Em contraponto, Melina Risso afirmou que uma pesquisa recente do Instituto Igarapé identificou que, nas polícias civis e militares, as promoções não são por merecimento, somente por tempo de serviço. "A estruturação e a profissionalização da carreira policial precisa ser feita para valorizar os policiais com salário adequado e com política de cargos que seja adequada ao desafio que enfrentam no cotidiano." No entanto, ela acredita que a gestão das carreiras policiais poderia ser feita por leis orgânicas próprias dos estados, e não na reforma administrativa.
Adicionais e avaliação
O presidente da Associação dos Delegados de Polícia do Brasil (Adepol), Rodolfo Queiroz Laterza, também argumentou que a reforma administrativa seria incompatível com as carreiras de segurança e poderia gerar problemas de estabilidade nas instituições policiais. Como exemplo, ele afirmou que a extinção de adicionais de tempo de serviço poderia prejudicar carreiras que não têm privilégios e cuja remuneração é baixa. Outra distinção em relação a outros cargos públicos seria a avaliação de desempenho, que segundo ele é extremamente severa para os policiais.
Laterza ainda demonstrou preocupação com dispositivo da reforma administrativa que, segundo ele, poderia delegar as atividades militares e de segurança pública para iniciativa privada. "Isso pode tornar inefetivo um serviço que é essencial para o direito à vida, à liberdade, à segurança", alertou.
Robson Rodrigues defendeu uma reforma administrativa que dê eficiência ao serviço de segurança pública e seja benéfica para os próprios integrantes do sistema de segurança pública. "As Polícias Militares espelham o modelo organizacional e o regime jurídico do Exército. Isso acaba impondo um custo adicional para PM."
Guardas municipais
Representantes de guardas municipais defenderam que a categoria ganhe status de polícia e seja incluída no rol de carreiras típicas de Estado, que na reforma administrativa vão manter a estabilidade e outros direitos.
O dirigente da Comissão Norte e Nordeste de Guardas Municipais (Conneguam), Fernando Lourenço Da Silva Neto, lembrou que as guardas municipais já foram reconhecidas em decisões do Supremo Tribunal Federal (STF) como parte do sistema de segurança pública. Ele ainda observou que os municípios têm aumentado os gastos com segurança pública. Segundo dados dos Fórum Brasileiro de Segurança Pública, as prefeituras gastaram 5,3% a mais com segurança em 2019, na comparação com o ano anterior. Já os estados tiveram aumento de apenas 0,6%, enquanto a União sofreu queda de 3,8%. No total, 2.423 cidades declararam gastos com segurança em 2019.

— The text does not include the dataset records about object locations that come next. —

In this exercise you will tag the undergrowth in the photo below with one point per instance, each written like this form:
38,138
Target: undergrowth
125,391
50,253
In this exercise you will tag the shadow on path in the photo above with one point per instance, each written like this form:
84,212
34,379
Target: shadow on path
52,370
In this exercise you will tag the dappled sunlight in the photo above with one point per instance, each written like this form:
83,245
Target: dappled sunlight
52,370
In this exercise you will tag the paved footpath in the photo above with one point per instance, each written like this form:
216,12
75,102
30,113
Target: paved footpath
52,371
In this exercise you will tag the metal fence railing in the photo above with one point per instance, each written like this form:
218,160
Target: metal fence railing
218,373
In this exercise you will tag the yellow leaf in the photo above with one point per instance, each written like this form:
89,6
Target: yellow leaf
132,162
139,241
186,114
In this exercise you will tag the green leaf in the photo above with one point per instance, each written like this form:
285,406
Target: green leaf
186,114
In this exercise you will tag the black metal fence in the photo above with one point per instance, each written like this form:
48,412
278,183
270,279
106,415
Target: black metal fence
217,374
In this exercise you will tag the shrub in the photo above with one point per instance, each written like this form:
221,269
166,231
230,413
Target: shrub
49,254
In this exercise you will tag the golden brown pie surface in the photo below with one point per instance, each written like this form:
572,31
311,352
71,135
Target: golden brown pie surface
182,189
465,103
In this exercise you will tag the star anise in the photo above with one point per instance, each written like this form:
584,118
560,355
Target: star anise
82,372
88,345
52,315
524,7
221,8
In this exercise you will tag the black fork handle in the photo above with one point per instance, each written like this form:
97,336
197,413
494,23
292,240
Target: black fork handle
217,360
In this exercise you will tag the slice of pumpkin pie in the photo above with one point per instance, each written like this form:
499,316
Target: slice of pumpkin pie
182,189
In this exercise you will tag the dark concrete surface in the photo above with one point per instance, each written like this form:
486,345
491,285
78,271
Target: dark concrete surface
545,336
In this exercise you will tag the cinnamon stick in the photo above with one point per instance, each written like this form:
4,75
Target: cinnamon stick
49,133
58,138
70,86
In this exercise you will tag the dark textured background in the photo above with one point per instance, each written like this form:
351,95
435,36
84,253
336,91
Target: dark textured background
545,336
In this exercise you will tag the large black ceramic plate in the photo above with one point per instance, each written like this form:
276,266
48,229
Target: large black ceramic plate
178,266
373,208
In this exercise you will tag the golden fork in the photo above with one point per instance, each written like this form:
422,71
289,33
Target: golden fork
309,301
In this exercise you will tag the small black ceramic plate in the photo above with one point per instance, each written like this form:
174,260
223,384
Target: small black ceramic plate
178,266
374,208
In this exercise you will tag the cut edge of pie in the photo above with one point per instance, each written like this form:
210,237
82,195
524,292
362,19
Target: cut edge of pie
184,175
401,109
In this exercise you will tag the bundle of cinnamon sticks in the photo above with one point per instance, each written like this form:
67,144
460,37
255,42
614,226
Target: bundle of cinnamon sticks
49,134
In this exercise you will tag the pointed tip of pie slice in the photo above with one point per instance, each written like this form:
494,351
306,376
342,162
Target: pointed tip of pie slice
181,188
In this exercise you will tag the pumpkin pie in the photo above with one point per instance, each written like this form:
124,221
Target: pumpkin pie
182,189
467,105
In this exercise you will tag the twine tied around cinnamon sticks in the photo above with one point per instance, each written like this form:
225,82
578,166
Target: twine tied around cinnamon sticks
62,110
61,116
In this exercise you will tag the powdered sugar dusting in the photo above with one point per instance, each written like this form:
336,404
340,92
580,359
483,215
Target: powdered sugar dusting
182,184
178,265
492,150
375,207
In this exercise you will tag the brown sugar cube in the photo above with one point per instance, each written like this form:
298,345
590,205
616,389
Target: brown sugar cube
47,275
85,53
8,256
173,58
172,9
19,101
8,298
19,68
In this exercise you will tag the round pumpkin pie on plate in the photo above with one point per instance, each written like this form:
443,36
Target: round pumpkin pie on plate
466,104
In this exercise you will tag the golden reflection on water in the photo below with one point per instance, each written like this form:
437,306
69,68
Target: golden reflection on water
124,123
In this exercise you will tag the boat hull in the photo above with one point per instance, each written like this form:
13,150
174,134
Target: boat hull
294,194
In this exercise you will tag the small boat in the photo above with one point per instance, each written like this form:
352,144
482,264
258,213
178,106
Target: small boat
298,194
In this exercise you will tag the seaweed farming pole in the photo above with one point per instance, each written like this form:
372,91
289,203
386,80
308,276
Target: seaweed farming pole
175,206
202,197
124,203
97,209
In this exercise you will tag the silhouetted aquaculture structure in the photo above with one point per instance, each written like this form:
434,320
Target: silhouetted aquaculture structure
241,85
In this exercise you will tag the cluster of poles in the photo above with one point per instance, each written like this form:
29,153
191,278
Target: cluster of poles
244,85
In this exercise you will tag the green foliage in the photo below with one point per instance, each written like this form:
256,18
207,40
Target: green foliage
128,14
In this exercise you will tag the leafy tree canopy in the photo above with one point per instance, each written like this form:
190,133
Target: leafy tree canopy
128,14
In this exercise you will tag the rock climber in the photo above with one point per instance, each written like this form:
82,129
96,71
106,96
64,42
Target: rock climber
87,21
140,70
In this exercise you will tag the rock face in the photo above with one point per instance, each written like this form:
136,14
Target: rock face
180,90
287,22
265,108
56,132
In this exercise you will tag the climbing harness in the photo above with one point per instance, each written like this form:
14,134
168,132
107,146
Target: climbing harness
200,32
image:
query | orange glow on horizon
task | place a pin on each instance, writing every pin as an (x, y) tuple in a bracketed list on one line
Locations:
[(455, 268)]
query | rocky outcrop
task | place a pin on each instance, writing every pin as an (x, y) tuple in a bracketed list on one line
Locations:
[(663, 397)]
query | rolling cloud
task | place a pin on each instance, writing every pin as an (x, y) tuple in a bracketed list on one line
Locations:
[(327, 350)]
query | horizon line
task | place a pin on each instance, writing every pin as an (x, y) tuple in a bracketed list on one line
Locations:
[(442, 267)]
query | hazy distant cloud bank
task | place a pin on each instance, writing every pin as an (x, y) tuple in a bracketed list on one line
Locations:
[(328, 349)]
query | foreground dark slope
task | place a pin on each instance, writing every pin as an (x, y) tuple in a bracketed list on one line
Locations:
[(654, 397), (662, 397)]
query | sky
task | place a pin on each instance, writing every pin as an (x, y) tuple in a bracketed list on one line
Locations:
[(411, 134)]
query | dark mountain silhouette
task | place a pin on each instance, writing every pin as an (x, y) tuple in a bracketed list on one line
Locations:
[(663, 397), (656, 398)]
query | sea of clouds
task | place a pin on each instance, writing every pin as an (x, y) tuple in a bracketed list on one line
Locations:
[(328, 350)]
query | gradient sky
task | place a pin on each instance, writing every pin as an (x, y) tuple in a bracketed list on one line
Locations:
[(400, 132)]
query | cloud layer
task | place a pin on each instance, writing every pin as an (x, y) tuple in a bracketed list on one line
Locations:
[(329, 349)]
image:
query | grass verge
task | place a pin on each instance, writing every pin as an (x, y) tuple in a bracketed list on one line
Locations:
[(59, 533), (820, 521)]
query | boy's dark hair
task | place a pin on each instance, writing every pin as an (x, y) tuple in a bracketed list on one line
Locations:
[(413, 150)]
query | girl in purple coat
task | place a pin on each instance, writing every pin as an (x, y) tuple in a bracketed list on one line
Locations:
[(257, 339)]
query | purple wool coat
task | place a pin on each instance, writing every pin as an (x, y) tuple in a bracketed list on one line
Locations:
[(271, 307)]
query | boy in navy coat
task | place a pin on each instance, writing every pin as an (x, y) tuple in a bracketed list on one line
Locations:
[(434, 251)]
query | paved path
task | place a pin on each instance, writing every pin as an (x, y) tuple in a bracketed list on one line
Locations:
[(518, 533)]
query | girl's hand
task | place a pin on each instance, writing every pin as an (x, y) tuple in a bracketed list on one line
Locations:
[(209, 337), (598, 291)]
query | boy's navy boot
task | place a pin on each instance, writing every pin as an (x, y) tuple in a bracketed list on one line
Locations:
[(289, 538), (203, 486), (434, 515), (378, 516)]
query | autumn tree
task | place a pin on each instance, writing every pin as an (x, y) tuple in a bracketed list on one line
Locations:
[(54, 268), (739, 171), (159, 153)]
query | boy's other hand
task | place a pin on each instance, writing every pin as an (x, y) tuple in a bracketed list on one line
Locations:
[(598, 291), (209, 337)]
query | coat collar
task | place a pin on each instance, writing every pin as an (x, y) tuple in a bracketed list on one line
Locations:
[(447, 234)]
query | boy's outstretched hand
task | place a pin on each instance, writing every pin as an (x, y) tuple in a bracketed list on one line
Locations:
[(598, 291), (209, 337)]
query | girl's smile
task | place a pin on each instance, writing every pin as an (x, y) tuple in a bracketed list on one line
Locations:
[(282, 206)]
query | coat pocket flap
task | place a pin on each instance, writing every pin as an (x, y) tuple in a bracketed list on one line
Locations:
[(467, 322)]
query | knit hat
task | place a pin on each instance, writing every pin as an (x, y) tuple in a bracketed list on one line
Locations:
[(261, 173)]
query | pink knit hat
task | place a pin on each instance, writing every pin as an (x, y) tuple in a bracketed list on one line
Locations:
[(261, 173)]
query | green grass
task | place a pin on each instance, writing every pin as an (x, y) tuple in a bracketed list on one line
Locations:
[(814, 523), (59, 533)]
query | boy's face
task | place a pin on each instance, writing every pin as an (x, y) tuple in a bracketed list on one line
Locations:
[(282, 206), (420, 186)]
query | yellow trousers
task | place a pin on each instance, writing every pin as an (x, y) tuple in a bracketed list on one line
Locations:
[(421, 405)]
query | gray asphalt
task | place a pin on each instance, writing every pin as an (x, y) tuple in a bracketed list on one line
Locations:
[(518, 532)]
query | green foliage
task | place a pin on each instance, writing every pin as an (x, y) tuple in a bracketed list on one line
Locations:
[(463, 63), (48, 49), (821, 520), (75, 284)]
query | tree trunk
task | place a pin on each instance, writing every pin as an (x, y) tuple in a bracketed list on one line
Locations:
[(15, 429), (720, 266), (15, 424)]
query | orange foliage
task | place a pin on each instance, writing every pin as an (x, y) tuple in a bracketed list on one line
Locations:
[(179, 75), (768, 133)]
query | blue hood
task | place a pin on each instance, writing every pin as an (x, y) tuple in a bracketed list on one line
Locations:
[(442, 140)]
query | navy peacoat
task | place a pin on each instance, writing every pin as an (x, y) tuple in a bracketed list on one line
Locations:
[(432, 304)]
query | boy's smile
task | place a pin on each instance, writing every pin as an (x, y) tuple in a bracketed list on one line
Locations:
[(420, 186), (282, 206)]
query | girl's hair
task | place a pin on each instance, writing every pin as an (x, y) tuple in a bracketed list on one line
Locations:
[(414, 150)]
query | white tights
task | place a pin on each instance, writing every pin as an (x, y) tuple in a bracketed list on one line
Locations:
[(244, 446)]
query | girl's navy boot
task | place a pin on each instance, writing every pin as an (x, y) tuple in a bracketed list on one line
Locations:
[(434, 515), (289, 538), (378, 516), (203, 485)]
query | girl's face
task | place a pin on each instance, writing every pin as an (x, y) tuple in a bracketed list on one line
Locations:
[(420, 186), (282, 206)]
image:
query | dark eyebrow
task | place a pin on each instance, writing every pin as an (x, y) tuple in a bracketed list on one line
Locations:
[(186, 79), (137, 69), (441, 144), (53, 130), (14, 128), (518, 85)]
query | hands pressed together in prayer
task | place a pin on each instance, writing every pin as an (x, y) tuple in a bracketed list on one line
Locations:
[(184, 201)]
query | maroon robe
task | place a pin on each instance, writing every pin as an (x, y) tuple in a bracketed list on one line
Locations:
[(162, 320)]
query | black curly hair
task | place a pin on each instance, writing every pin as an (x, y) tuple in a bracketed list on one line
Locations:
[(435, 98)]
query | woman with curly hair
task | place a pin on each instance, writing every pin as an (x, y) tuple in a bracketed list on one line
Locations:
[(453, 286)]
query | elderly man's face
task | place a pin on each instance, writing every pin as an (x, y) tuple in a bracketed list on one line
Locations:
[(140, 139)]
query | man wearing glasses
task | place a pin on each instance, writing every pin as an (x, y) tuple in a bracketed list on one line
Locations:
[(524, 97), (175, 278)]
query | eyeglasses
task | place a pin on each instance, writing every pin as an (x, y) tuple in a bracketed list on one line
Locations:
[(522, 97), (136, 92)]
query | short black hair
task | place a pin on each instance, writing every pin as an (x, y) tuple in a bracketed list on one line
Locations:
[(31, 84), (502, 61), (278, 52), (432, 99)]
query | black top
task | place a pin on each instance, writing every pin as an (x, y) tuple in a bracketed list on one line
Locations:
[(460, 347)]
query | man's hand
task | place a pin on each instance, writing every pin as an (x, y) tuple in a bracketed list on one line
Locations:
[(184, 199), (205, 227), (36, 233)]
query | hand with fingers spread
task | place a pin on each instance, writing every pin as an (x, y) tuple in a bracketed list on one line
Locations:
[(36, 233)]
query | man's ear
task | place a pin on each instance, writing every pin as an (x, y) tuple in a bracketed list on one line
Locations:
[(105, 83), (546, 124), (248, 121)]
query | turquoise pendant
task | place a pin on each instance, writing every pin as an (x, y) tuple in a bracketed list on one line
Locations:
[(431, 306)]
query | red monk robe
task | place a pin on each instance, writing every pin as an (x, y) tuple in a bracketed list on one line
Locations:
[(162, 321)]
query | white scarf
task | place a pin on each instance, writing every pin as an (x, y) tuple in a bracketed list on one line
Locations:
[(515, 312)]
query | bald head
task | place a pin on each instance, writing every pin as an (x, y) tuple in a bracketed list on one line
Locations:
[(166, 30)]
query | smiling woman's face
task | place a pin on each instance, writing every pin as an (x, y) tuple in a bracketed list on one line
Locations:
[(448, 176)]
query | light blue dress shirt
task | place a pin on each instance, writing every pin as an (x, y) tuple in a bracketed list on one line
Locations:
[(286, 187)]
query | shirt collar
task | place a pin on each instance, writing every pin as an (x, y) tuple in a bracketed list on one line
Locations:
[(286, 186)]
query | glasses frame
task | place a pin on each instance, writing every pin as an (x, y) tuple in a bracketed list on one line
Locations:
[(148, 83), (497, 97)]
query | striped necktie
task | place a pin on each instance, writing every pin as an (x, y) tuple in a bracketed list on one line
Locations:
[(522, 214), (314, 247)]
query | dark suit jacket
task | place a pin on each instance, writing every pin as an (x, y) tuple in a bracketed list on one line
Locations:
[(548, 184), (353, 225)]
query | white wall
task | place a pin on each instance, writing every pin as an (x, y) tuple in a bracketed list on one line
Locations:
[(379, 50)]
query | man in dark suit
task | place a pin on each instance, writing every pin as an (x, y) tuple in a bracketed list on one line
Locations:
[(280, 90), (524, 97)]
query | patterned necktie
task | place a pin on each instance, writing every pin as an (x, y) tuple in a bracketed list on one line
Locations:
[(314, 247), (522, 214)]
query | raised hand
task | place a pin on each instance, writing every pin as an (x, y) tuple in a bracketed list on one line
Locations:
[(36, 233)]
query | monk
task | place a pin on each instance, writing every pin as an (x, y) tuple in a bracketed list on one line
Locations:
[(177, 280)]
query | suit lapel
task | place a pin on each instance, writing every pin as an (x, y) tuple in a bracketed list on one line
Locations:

O presidente do Sindicato dos Servidores da Guarda Municipal do Rio de Janeiro (Sisguario), Rogério Chagas, lamentou que os guardas municipais ficam à mercê dos prefeitos, que podem impedir ou restringir sua atuação. "Falta ousadia de encarar o problema. Ou vamos ser guardas ou servidores comuns", comentou.
O deputado Rogério Correia (PT-MG) defendeu que a estabilidade seja garantida para militares e servidores públicos civis. "Quem pode dizer se o servidor é necessário ou não? Imagine o prefeito determinar se a guarda municipal é necessária ou não. Todos têm que ter o direito à estabilidade, que é inerente ao serviço público", apontou.